I thought that this Anne Sexton quote, “Watch out for intellect, because it knows so much it knows nothing and leaves you hanging upside down, mouthing knowledge as your heart falls out of your mouth," was quite true and good and it made me think of times when I would read a lot of Sylvia Plath, Joan Didion, and Anne Sexton and nerd dudes who really positioned themselves as experts on taste (both irl and on the web) were really against that.

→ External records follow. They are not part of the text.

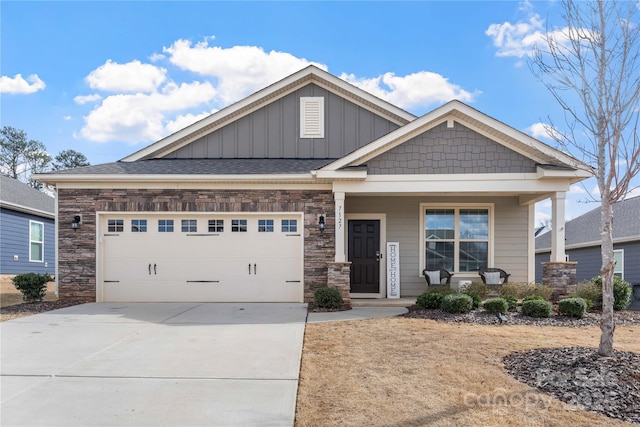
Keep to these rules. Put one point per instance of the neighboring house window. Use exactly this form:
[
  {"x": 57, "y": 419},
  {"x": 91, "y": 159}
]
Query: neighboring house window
[
  {"x": 216, "y": 225},
  {"x": 311, "y": 117},
  {"x": 36, "y": 241},
  {"x": 265, "y": 226},
  {"x": 165, "y": 226},
  {"x": 238, "y": 225},
  {"x": 618, "y": 270},
  {"x": 289, "y": 225},
  {"x": 189, "y": 225},
  {"x": 138, "y": 225},
  {"x": 457, "y": 238},
  {"x": 115, "y": 225}
]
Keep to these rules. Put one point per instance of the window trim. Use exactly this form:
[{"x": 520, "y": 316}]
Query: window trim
[
  {"x": 31, "y": 241},
  {"x": 456, "y": 207},
  {"x": 615, "y": 267},
  {"x": 312, "y": 119}
]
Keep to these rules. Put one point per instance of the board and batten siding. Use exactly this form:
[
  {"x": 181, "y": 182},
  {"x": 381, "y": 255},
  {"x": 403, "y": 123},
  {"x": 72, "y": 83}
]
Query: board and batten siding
[
  {"x": 511, "y": 234},
  {"x": 273, "y": 131},
  {"x": 15, "y": 242}
]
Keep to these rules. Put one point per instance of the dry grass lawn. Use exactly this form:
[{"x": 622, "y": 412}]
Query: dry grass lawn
[{"x": 417, "y": 372}]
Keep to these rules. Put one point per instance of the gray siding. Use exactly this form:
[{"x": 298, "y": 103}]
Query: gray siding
[
  {"x": 14, "y": 240},
  {"x": 273, "y": 131},
  {"x": 589, "y": 261},
  {"x": 403, "y": 225},
  {"x": 449, "y": 151}
]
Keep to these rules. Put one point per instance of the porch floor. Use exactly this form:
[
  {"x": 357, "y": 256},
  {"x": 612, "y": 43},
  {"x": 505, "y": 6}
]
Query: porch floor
[{"x": 382, "y": 302}]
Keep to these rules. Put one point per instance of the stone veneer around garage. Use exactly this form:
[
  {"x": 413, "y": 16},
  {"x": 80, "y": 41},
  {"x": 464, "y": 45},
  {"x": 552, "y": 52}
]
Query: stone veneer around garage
[{"x": 77, "y": 248}]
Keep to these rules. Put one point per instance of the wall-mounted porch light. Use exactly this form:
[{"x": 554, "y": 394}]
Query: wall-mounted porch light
[
  {"x": 321, "y": 223},
  {"x": 75, "y": 223}
]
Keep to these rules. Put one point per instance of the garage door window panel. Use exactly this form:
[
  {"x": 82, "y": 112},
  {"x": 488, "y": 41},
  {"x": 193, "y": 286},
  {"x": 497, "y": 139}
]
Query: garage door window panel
[
  {"x": 138, "y": 225},
  {"x": 189, "y": 225},
  {"x": 238, "y": 225},
  {"x": 115, "y": 225},
  {"x": 165, "y": 226}
]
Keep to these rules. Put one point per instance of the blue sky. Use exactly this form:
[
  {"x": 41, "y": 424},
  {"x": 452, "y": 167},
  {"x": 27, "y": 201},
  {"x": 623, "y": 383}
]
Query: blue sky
[{"x": 108, "y": 78}]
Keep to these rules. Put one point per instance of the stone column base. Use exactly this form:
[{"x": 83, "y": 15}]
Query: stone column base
[
  {"x": 338, "y": 276},
  {"x": 561, "y": 276}
]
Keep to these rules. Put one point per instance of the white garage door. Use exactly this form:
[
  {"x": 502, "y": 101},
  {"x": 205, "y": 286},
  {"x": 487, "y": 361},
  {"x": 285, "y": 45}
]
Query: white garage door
[{"x": 201, "y": 258}]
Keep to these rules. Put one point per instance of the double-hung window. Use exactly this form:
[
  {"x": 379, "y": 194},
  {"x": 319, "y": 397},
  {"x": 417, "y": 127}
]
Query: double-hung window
[
  {"x": 36, "y": 241},
  {"x": 457, "y": 238}
]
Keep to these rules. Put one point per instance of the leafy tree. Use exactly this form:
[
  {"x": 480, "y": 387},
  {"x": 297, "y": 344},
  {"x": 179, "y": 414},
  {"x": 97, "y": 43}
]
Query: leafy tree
[
  {"x": 592, "y": 70},
  {"x": 19, "y": 156},
  {"x": 69, "y": 159}
]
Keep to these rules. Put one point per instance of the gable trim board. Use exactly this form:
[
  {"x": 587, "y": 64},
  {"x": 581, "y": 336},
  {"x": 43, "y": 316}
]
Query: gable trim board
[{"x": 338, "y": 188}]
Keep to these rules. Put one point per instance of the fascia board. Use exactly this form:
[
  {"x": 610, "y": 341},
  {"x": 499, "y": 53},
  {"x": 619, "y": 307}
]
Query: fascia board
[
  {"x": 25, "y": 209},
  {"x": 260, "y": 99}
]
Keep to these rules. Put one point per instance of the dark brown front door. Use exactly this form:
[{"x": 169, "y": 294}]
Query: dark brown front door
[{"x": 364, "y": 254}]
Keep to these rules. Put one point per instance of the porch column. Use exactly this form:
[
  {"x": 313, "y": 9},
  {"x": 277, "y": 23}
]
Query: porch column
[
  {"x": 339, "y": 228},
  {"x": 557, "y": 227}
]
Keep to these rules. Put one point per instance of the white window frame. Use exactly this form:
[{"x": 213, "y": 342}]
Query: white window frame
[
  {"x": 311, "y": 117},
  {"x": 619, "y": 268},
  {"x": 456, "y": 207},
  {"x": 31, "y": 241}
]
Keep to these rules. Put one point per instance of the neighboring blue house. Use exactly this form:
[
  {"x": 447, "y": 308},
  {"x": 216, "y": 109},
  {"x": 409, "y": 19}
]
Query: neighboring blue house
[
  {"x": 27, "y": 229},
  {"x": 582, "y": 243}
]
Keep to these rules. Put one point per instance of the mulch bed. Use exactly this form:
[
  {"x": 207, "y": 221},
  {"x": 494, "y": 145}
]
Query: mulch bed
[
  {"x": 577, "y": 376},
  {"x": 583, "y": 379}
]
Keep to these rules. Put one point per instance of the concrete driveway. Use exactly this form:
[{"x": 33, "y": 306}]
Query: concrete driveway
[{"x": 153, "y": 364}]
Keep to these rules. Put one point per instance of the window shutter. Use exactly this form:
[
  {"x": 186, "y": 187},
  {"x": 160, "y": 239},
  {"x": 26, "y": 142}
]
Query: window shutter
[{"x": 312, "y": 117}]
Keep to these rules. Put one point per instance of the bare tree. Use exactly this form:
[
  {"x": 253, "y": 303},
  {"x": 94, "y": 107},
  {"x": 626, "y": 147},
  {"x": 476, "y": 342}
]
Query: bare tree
[{"x": 592, "y": 69}]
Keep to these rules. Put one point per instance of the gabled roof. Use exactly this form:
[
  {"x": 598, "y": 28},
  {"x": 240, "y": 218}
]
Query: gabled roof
[
  {"x": 455, "y": 111},
  {"x": 310, "y": 74},
  {"x": 584, "y": 230},
  {"x": 18, "y": 196}
]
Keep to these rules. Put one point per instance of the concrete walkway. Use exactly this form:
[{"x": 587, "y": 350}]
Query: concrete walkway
[{"x": 155, "y": 364}]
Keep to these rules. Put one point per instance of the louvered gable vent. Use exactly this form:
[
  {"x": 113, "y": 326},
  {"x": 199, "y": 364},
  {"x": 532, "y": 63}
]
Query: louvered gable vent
[{"x": 312, "y": 117}]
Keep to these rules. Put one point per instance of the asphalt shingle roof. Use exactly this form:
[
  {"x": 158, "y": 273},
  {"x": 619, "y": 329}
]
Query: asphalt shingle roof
[
  {"x": 586, "y": 228},
  {"x": 18, "y": 193},
  {"x": 202, "y": 167}
]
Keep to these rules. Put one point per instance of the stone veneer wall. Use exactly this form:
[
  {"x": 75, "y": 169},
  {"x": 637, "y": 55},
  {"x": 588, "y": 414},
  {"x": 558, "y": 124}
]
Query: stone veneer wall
[
  {"x": 77, "y": 249},
  {"x": 561, "y": 276}
]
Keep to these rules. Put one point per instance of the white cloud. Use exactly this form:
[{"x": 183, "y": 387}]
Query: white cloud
[
  {"x": 135, "y": 118},
  {"x": 20, "y": 85},
  {"x": 184, "y": 120},
  {"x": 419, "y": 89},
  {"x": 238, "y": 70},
  {"x": 133, "y": 76},
  {"x": 86, "y": 99}
]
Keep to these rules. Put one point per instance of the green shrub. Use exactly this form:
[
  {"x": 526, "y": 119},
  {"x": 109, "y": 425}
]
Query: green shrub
[
  {"x": 327, "y": 298},
  {"x": 621, "y": 292},
  {"x": 522, "y": 290},
  {"x": 511, "y": 301},
  {"x": 496, "y": 305},
  {"x": 572, "y": 307},
  {"x": 429, "y": 300},
  {"x": 536, "y": 308},
  {"x": 440, "y": 289},
  {"x": 477, "y": 299},
  {"x": 478, "y": 288},
  {"x": 457, "y": 303},
  {"x": 33, "y": 286}
]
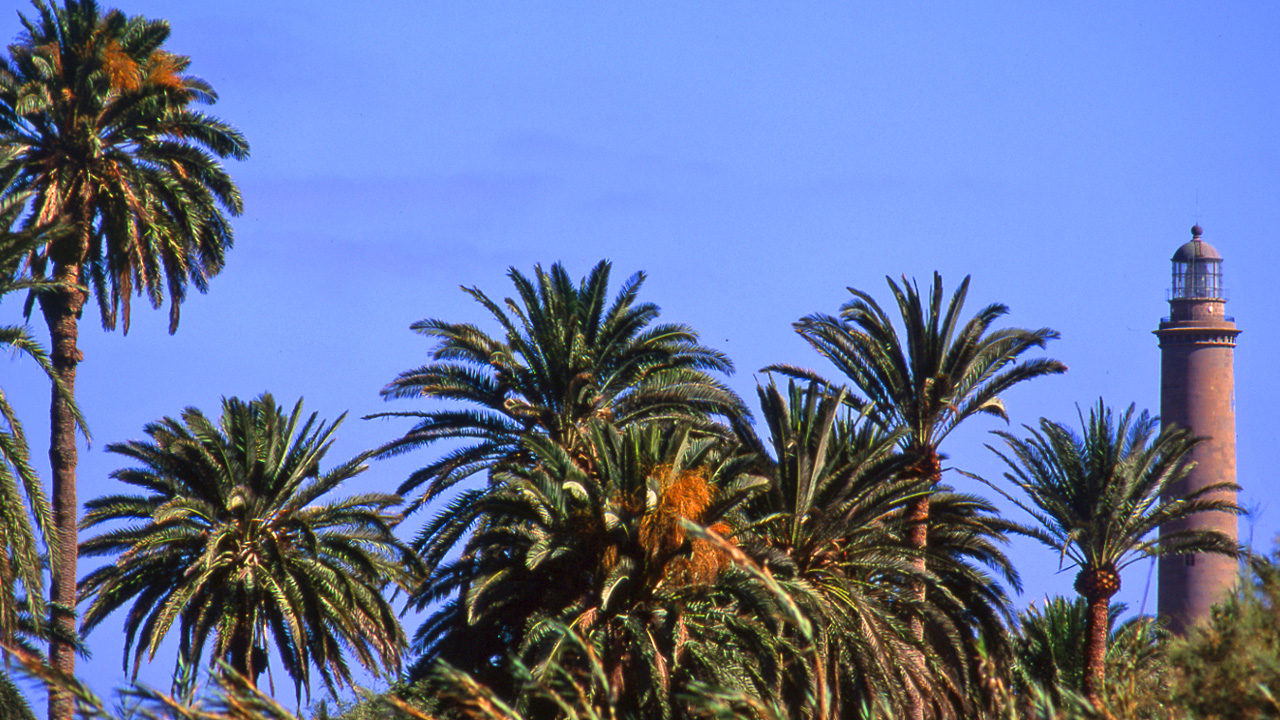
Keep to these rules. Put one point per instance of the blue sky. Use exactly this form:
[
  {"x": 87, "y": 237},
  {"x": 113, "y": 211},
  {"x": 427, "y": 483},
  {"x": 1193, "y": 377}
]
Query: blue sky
[{"x": 753, "y": 159}]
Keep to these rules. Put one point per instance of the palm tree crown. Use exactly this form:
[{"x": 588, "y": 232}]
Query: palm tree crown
[
  {"x": 105, "y": 135},
  {"x": 566, "y": 356},
  {"x": 936, "y": 373},
  {"x": 231, "y": 540},
  {"x": 97, "y": 118},
  {"x": 926, "y": 379},
  {"x": 1100, "y": 499}
]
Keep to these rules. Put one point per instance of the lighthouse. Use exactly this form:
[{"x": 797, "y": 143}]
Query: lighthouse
[{"x": 1197, "y": 342}]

I think that they were reading Vonnegut, Pynchon, Bukowski and that stupid Mark Z. Danielewski book House of Leaves (I’m sorry to call that book stupid, this is actually a fake apology, when I look back I just think that the book was stupid) and I was reading a lot of that stuff too, and everything about a white nerd boy’s (or a MOC who has too many white nerd boy friends) approach to books and film and media is so obvious and transparent and rooted in racism and apathy and fearing girls. I mean, it really took me a while to see they like what they like because of who they are, and not because it is the best, or many times, even good. I am at the point where I don’t trust the taste of any nerd ass dude who lacks self-awareness, because he is probably pompous and a coward with poor deodorant choices. 

I can think of so many white men who are quick to speak of their superior taste, despite having incredibly limited views and exposure to everything. Dudes who can "get past” the racism in Heart of Darkness but scoff at the thought of reading a Gwendolyn Brooks poem. A poem! Boys who are fascinated by war and say that war is just part of our reality, as long as the soldiers being championed are white. (Brown savages fighting is not cool though, so hopefully a white man with an expensive hat and musket will intervene and restore order)

I was listening to dudes who weren’t listening to me. And whenever that is done, when you’re hearing someone who isn’t hearing you (or even asking), there has to be an assessment of value, worth, and power. Because to be heard is powerful.

So that Anne Sexton quote is good in two ways, in that it reminds me not to cherish the words of people who fashion themselves to be super intellectual, but also to think about the kind of people who don’t see value in anything that Anne Sexton says, their reasons. There can be good reasons. But the reasons I was given were always from lazy men much more concerned with assuming authority more than the lives of women. And I find myself increasingly disinterested in anything they have to say.